Reference resolution is done at commit time of a transaction. It is recommended to commit both the target and owner store of a reference in the same transaction to avoid performance issues. If owner and target stores must be updated in different commits, it is recommended to commit the target store before the owner store.
Transaction Rules
There are rules about how threads manage transactions and write into the datastore:
- Same Thread to Commit: Any thread can start a transaction, but only that same thread is allowed to commit or roll back the transaction concerned.
- Any Thread to Push Data: Once a transaction is started, any other thread can push data into the datastore (multi-threaded loading is, of course, possible and required for high performance).

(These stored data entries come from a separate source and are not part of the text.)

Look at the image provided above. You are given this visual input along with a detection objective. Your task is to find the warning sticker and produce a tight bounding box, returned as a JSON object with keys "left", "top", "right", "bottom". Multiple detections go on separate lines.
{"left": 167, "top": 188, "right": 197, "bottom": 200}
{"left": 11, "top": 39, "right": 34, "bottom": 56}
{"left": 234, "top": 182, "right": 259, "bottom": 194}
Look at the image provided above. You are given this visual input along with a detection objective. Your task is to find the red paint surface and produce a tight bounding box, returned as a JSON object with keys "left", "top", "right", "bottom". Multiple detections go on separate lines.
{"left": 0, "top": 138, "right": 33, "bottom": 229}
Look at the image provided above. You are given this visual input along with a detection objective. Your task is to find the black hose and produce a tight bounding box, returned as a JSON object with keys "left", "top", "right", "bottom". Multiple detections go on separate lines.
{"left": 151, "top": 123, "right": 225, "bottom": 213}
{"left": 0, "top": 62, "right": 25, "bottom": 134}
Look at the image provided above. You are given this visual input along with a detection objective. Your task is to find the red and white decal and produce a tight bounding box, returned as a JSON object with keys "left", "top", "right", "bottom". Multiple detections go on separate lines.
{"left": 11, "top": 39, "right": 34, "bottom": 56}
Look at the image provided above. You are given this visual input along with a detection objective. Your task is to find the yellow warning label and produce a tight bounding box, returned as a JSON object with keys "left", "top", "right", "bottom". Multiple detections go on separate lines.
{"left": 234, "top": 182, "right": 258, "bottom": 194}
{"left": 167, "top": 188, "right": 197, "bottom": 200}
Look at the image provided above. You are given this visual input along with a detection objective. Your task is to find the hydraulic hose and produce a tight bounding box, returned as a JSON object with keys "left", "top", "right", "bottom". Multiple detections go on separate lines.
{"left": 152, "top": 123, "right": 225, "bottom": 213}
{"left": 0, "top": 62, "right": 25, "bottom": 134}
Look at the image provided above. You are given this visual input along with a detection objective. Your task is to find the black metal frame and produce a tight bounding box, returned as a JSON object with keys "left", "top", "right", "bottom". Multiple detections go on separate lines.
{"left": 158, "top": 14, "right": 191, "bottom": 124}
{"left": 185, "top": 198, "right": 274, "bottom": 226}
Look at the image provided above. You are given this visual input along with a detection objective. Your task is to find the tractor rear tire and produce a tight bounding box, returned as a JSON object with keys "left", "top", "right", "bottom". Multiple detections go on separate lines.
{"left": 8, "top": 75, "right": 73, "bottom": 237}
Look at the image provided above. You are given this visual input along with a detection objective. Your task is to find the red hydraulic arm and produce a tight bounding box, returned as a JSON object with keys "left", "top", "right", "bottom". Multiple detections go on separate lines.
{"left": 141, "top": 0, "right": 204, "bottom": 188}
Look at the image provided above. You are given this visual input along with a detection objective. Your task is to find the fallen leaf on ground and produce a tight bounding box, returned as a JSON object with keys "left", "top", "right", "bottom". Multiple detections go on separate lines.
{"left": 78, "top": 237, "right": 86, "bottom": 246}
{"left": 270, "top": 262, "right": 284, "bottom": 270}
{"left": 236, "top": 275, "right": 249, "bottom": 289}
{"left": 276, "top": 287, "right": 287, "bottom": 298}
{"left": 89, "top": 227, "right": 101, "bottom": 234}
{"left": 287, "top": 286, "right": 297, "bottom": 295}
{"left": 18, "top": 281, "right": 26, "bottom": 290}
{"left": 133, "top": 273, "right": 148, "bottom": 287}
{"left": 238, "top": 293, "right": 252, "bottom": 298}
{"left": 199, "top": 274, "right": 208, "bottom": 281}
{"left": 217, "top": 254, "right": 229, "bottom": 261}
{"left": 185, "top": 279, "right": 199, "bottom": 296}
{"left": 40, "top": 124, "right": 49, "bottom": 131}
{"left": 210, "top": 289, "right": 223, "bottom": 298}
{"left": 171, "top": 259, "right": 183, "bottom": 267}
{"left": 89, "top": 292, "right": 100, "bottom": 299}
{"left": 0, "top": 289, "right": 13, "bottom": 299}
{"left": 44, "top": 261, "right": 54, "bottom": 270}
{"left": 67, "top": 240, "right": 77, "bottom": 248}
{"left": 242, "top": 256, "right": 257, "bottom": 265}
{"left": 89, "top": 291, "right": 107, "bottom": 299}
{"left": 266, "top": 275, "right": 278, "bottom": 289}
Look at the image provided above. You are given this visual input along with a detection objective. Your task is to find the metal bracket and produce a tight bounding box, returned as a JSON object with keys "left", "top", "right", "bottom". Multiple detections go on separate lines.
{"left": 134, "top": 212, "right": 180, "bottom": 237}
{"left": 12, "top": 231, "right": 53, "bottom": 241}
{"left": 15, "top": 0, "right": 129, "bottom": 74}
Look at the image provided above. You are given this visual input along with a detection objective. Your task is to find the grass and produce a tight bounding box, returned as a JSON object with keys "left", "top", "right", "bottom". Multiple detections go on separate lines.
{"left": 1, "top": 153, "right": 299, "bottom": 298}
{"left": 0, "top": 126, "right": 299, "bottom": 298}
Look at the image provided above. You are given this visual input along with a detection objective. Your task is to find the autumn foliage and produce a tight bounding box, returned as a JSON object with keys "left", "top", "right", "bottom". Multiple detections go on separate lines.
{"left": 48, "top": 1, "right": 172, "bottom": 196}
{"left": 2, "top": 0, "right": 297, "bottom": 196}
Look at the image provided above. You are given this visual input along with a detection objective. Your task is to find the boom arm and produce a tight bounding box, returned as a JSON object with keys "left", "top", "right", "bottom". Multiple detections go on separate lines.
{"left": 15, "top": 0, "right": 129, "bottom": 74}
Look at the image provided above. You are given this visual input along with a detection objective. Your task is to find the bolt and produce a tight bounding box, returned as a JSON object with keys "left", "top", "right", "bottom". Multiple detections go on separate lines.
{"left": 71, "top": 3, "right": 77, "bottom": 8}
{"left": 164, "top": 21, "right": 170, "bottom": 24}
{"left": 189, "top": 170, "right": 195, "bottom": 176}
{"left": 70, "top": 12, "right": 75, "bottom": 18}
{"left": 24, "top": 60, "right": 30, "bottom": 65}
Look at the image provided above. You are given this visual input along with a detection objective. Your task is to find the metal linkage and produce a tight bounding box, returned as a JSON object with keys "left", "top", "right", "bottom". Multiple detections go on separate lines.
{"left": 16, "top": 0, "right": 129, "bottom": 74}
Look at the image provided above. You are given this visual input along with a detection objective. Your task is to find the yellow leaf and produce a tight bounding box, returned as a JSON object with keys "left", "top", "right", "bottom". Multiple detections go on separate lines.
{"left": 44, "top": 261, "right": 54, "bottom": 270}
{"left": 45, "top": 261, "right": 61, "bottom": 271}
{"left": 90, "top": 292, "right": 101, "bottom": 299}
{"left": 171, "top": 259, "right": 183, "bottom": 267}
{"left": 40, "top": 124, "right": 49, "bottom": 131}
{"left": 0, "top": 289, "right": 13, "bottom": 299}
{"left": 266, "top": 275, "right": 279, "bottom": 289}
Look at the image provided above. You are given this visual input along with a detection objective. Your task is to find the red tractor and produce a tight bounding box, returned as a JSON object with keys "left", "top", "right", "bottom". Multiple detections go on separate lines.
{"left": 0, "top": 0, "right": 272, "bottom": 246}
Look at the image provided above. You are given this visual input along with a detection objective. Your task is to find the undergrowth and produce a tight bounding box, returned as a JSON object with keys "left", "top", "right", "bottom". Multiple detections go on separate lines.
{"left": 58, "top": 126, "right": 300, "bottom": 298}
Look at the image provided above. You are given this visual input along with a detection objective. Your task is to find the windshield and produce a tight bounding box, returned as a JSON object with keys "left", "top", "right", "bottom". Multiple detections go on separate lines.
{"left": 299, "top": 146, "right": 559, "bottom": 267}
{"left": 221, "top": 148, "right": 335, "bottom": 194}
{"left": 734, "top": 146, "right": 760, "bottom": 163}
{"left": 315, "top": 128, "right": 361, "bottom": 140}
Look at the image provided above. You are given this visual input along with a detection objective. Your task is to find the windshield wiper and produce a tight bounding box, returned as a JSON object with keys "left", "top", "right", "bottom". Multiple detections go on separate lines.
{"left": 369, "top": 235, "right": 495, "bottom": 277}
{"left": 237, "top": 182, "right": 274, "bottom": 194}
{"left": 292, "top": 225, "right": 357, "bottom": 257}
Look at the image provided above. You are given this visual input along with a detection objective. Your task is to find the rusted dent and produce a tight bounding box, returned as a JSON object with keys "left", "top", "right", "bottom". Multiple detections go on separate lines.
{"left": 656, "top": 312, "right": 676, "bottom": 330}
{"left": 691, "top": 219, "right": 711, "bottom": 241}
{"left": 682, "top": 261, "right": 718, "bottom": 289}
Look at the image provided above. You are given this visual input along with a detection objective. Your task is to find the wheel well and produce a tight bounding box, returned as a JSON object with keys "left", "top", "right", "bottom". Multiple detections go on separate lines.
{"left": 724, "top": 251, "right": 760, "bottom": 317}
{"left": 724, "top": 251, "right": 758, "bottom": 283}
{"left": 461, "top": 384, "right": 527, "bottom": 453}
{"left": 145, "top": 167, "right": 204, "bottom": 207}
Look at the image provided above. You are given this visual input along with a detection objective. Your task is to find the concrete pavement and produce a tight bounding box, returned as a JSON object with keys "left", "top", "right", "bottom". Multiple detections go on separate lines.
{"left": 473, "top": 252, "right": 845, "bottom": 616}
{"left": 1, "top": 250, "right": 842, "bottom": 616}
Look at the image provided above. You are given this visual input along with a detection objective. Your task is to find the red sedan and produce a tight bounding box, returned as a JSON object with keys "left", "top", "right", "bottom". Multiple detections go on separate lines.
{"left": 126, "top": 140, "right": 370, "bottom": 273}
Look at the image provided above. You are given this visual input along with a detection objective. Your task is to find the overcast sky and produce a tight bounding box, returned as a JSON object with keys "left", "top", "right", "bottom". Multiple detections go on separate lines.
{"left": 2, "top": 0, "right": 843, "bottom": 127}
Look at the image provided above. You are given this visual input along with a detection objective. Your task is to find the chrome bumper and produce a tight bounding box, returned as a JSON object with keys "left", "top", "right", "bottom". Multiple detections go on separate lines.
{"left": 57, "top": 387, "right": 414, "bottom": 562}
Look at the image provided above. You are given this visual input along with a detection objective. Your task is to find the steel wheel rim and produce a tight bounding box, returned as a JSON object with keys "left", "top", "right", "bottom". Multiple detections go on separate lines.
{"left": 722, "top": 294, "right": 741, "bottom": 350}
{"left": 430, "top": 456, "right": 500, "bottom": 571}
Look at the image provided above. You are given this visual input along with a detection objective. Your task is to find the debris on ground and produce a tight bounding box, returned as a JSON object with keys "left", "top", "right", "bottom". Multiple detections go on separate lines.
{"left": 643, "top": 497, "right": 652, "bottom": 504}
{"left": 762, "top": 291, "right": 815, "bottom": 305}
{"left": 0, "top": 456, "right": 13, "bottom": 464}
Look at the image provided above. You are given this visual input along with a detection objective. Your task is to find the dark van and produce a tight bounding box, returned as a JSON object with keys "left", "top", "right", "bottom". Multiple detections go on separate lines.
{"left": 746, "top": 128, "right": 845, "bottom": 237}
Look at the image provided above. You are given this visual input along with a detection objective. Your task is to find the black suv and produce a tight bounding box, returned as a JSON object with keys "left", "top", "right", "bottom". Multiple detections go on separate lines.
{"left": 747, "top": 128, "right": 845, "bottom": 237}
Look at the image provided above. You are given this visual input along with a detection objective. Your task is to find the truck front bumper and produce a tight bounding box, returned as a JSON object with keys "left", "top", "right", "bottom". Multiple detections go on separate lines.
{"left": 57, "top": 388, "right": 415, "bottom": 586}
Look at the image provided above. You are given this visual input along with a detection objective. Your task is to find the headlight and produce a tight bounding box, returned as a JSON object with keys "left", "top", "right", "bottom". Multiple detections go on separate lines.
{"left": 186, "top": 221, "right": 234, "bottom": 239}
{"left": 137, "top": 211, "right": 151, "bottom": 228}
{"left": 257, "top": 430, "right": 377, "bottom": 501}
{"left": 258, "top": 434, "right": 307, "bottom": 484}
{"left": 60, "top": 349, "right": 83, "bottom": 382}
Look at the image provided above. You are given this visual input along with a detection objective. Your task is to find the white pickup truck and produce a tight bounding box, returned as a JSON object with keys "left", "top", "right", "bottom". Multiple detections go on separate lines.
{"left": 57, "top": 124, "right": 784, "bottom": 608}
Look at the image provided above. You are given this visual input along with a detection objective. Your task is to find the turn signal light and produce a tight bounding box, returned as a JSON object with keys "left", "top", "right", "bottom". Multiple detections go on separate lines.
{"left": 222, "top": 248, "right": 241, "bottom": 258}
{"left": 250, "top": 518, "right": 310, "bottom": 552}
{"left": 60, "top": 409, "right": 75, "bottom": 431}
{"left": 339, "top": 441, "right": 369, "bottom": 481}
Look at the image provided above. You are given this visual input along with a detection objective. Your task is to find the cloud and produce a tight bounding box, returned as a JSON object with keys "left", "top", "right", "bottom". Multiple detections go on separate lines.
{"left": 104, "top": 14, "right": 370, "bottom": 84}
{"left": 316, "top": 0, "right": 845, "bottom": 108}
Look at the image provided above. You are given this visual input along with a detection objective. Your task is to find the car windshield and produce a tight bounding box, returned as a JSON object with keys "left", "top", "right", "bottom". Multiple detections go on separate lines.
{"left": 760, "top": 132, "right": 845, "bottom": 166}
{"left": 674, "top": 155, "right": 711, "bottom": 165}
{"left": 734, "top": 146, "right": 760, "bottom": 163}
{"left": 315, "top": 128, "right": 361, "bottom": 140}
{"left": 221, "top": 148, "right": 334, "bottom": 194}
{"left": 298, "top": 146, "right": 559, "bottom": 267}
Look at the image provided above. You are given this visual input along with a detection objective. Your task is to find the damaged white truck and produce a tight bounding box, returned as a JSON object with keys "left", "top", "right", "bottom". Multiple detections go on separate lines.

There are also rules about resource reservation:
- No Concurrent Transactions: It is not possible to start two transactions concurrently on the same store. Two transactions that may end up updating the same piece of data are always mutually exclusive (an update propagation following references is taken into account for this rule). The start of a new transaction always denotes the beginning of a new Epoch.
- Disjoint Stores: The datastore supports concurrent transactions on disjoint stores. Disjoint stores are stores that do not reference each other (directly or following a path of references).
Managing Transaction and Query Thread Pools
The ActivePivot engine is heavily multithreaded to get as much performance as possible from multi-core architectures.
Data loading, compression, aggregation, querying are each performed within their multithreaded pipelines. There are two distinct thread pools that manage threads:
- the Transaction Thread Pool, and
- the Query Thread Pool.
ActivePivot uses a special fork/join thread pool implementation that supports work stealing of tasks among worker
threads, maximizing the usage of the threads in the pools, and allowing divide & conquer multithreaded algorithms.
For more details on the implementation and internal working of the ForkJoinPool
see
its documentation.
The threads in the transaction thread pool are used to feed data into ActivePivot and in the Datastore, handling data classification, compression, aggregation, dictionarization, indexing, and so on. When the additions and removals of a transaction would trigger some updates on registered continuous queries in ActivePivot, those continuous queries are also processed within the transaction pool.
The threads in the query thread pool are used to execute all kinds of queries in ActivePivot (MDX queries, GetAggregates queries, Drillthrough queries) and in the Datastore. When multiple queries are sent concurrently to ActivePivot, they are processed in parallel on as many threads as possible. But the ActivePivot query engine also implements deep intra-query parallelism and large queries are executed faster in parallel on multiple threads.
By default, an ActivePivot deployment allocates exactly one transaction thread pool and one query thread pool per NUMA node, and the size of each pool is equal to the number of cores on each node. Thus, if your machine has 64 cores with no NUMA architecture, there is one transaction pool with 64 worker threads, and one query pool with also 64 worker threads.
Those two pools are shared among all ActivePivot Managers, Schemas, Cubes, Stores, and so on, that run in the JVM.
The size of those two pools can be configured with the pool size property (see Properties in ActivePivot).
If your machine has a NUMA architecture, more details can be found in the NUMA Optimization documentation.